Embarcación de la Guardia Urbana

Embarcación de la Guardia Urbana GUB

Vivir en Barcelona

Agentes de la Guardia Urbana de Barcelona relatan cómo dos lanchas de Greenpeace intentaron embestirles

Arranca en la capital catalana el juicio contra dos activistas ecologistas que se enfrentan a seis años de cárcel por una peligrosa persecución marítima durante un acto de Pedro Sánchez en 2021

Llegir en Català
Publicada

El juzgado de lo penal número 7 de Barcelona ha acogido este lunes, 23 de febrero, la primera sesión del juicio contra dos activistas de Greenpeace acusados de intentar embestir una embarcación de la Guardia Urbana durante una protesta en el frente marítimo.

En sus testificales, los agentes implicados han relatado los momentos de tensión vividos en junio de 2021, cuando trataron de identificar a los ecologistas durante un acto del Círculo de Economía en el Hotel W que contaba con la presencia del presidente del Gobierno, Pedro Sánchez.

La Fiscalía solicita para los pilotos de las lanchas una pena de seis años de prisión por los delitos de atentado a la autoridad y lesiones, además del pago de una indemnización que supera los 17.000 euros para los tres policías heridos durante el incidente.

Una persecución de 20 minutos con maniobras bruscas

El relato de los efectivos policiales, que ha sido respaldado por otros compañeros que presenciaron los hechos desde tierra circulando en quad por la playa, describe una peligrosa persecución que se prolongó durante apenas veinte minutos hasta llegar al Port del Fòrum.

El Parc del Fòrum en una imagen de archivo

El Parc del Fòrum en una imagen de archivo AYUNTAMIENTO DE BARCELONA

Según han detallado los agentes que viajaban en la lancha policial, las embarcaciones de la organización ecologista desoyeron las órdenes acústicas y luminosas para detener los motores.

En lugar de frenar, iniciaron una fuga en la que, presuntamente, trataron de abordar la patrullera en varias ocasiones. Los policías han asegurado que la lancha de mayores dimensiones les cerraba el paso constantemente con aproximaciones a gran velocidad, mientras la embarcación más pequeña llegó a dar un giro de 180 grados para dirigirse frontalmente hacia ellos, obligándoles a realizar maniobras evasivas extremas.

Agentes heridos y petición de disparos al aire

A consecuencia de los bruscos cambios de rumbo y los fuertes frenazos para evitar la colisión, los tres urbanos sufrieron diversos impactos contra las barras metálicas y el suelo de su propia embarcación, que, según han reconocido, no reunía las condiciones óptimas para una intervención de este calibre.

El pánico a bordo llegó a tal extremo que, al no tener la certeza absoluta de que se tratara exclusivamente de una acción de Greenpeace por no poder identificar claramente a los tripulantes, uno de los agentes llegó a solicitar por radio que se efectuaran disparos al aire con el arma reglamentaria.

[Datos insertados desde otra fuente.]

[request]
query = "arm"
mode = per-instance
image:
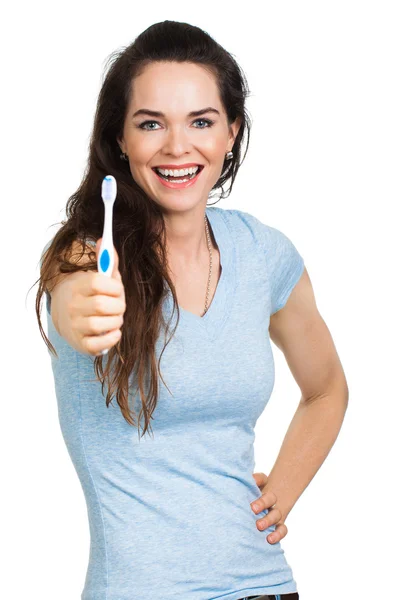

Esta maniobra disuasoria fue finalmente descartada debido a la enorme inestabilidad de la patrullera sobre el agua.

Agentes de la Guardia Urbana en una playa de Barcelona

Agentes de la Guardia Urbana en una playa de Barcelona

Desde la emisora, las patrullas terrestres llegaron a escuchar gritos de auxilio alertando de que les estaban intentando matar, lo que les hizo temer que se enfrentaban a delincuentes o terroristas. Dos de los agentes heridos sufren graves secuelas psicológicas y llegaron a pedir 21 años de cárcel por tentativa de homicidio, aunque finalmente han renunciado a ejercer la acusación particular.

La defensa reivindica el derecho a la protesta

Frente a las duras acusaciones de las fuerzas de seguridad y del Ministerio Público, que sostiene que los ecologistas pusieron en grave riesgo a la patrullera mientras grababan la escena, la defensa de los activistas mantiene una versión diametralmente opuesta.

Los acusados, que tienen previsto prestar declaración ante el juez el próximo viernes, solicitan su libre absolución argumentando que en ningún momento se produjo un intento de abordaje ni se llevó a cabo ninguna acción de carácter violento contra los funcionarios.

Desde la organización ecologista, a la que la Fiscalía señala como responsable civil subsidiaria de las indemnizaciones, enmarcan todo el episodio en el ejercicio de su legítimo derecho de manifestación, recordando que su único objetivo aquel día era desplegar una pancarta para exigir una recuperación económica verde y justa tras la crisis del coronavirus.